'Quando falamos da influência dos biocombustíveis na economia dos grãos, estamos falando do milho dos EUA'
O secretário-geral das Organizações das Nações Unidas (ONU), Ban Ki-Moon, prometeu criar um grupo de estudos sobre a crise mundial dos alimentos. Dentro da ONU, a pessoa a ouvir sobre isso é o economista Abdolreza Abbassian, secretário do Grupo Intergovernamental sobre Grãos da Organização das Nações Unidas para Alimentos e Agricultura (FAO): "Quando falamos da influência dos biocombustíveis na economia dos grãos, estamos falando do milho dos Estados Unidos, não da cana-de-açúcar do Brasil", explica Abbassion, um iraniano de 49 anos, há 17 na FAO.
"Não temos nada contra o etanol brasileiro", garante o economista, que antes trabalhou na Organização para a Cooperação e Desenvolvimento Econômico (OCDE) e no Fundo Monetário Internacional (FMI). Entretanto, pondera, isso não quer dizer que, no futuro, não possa haver uma relação, ainda que indireta, entre a produção de etanol no Brasil e a redução de terras para a criação de gado e, com ela, o avanço dos pastos na Amazônia.
Em entrevista ao Estado, na sede da FAO em Roma, Abbassion reconhece que os subsídios nos EUA e na Europa inviabilizam projetos de biocombustíveis em países pobres. Mas estima que, independentemente dos subsídios, com exceção do Brasil e de outros poucos que podem produzir álcool da cana, é "discutível" que países da África ou a Índia venham a ter uma produção comercialmente viável de biocombustíveis, como quer o presidente Lula.

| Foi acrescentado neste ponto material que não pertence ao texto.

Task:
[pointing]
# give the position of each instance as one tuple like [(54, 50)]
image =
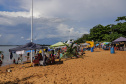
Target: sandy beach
[(98, 67)]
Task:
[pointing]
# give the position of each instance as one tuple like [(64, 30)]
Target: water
[(6, 53)]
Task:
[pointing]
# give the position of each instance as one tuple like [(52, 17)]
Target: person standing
[(28, 54)]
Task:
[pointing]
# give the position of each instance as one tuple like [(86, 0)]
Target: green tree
[(83, 39)]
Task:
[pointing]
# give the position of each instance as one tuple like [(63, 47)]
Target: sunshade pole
[(31, 27)]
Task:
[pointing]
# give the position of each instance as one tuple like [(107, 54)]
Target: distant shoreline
[(20, 45)]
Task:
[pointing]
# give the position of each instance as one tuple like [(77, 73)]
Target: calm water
[(6, 53)]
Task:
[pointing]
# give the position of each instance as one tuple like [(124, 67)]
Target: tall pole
[(31, 26)]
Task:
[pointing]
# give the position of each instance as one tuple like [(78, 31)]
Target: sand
[(98, 67)]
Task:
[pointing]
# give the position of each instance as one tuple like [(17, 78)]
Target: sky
[(54, 20)]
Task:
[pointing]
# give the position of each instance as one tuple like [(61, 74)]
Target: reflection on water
[(6, 53)]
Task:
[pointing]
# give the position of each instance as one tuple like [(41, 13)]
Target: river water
[(6, 53)]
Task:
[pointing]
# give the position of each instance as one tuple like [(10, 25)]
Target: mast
[(31, 26)]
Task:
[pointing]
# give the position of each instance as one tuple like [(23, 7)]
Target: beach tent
[(58, 44), (120, 39), (27, 46)]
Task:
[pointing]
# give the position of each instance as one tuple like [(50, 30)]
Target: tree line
[(105, 33)]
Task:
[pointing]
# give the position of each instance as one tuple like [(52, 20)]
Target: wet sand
[(98, 67)]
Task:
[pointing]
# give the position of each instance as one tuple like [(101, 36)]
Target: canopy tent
[(85, 44), (27, 46), (120, 39), (58, 44)]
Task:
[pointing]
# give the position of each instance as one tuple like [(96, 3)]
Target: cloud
[(53, 19)]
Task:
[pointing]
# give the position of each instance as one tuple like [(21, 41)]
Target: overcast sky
[(54, 20)]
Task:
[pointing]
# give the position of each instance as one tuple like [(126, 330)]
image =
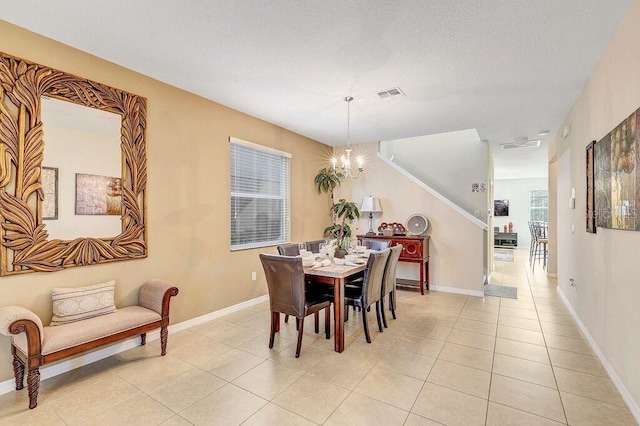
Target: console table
[(505, 239), (414, 250)]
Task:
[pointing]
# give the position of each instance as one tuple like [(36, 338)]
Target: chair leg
[(379, 316), (366, 326), (384, 316), (392, 303), (18, 372), (300, 331), (164, 333), (327, 322), (274, 318), (33, 385)]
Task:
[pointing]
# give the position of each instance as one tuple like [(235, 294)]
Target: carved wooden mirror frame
[(24, 243)]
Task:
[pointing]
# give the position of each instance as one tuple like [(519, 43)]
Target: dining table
[(336, 276)]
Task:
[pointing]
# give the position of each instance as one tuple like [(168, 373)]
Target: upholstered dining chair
[(369, 294), (389, 282), (287, 295), (293, 250)]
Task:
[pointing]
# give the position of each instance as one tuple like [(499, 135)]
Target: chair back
[(376, 244), (285, 280), (389, 280), (540, 230), (288, 250), (314, 246), (373, 275)]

A produção de biocombustíveis pode prejudicar a de alimentos?
Pode. Os biocombustíveis introduzem uma nova demanda. Mas nossas afirmações a respeito têm sido tiradas do contexto e por isso estamos nessa confusão. Em junho, quando expusemos nossa posição sobre a influência dos biocombustíveis na economia dos grãos, não mencionamos açúcar. Quando citamos etanol, estávamos falando do derivado do milho. Mas fomos alvo de um bombardeio do Brasil: "O que vocês têm contra o nosso etanol?" Nada. Leiam o relatório. Não falávamos do Brasil, que tem uma história de 30 anos de produção sustentável de álcool de cana-de-açúcar. Quando falamos de grãos, estamos falando dos Estados Unidos - o maior produtor, consumidor e exportador de milho. É lógico que, quando uma demanda tão forte de grãos emerge tão depressa, terá de ter implicações. Quem disser que não, deve morar em Marte. No ano passado, 84 milhões de toneladas de milho foram destinadas ao etanol. O comércio mundial de milho é de cerca de 90 milhões de toneladas. Em quatro anos, a produção de milho dobrou. Os fazendeiros americanos foram capazes de aumentar sua produção tão rapidamente, que não só houve milho suficiente para a expansão dos biocombustíveis, mas os EUA ainda exportaram mais, destinaram mais milho a ração de animais e aumentaram ligeiramente seu estoque.
Então, qual o problema?
Os EUA tiveram de reduzir sua produção de soja e de trigo na mesma proporção em que aumentaram a de milho. A partir de março do ano passado, há um gargalo de suprimento de soja. A produção de trigo dos EUA e de outros países também caiu. Resultado: os preços dos dois grãos subiram. E o milho, apesar da produção recorde nos EUA, começou a subir também. Na safra 2007-2008, que termina em julho, os biocombustíveis foram um dos principais fatores, não o único. Houve seca também. Na próxima safra, os biocombustíveis podem ser o fator determinante se os preços continuarem altos.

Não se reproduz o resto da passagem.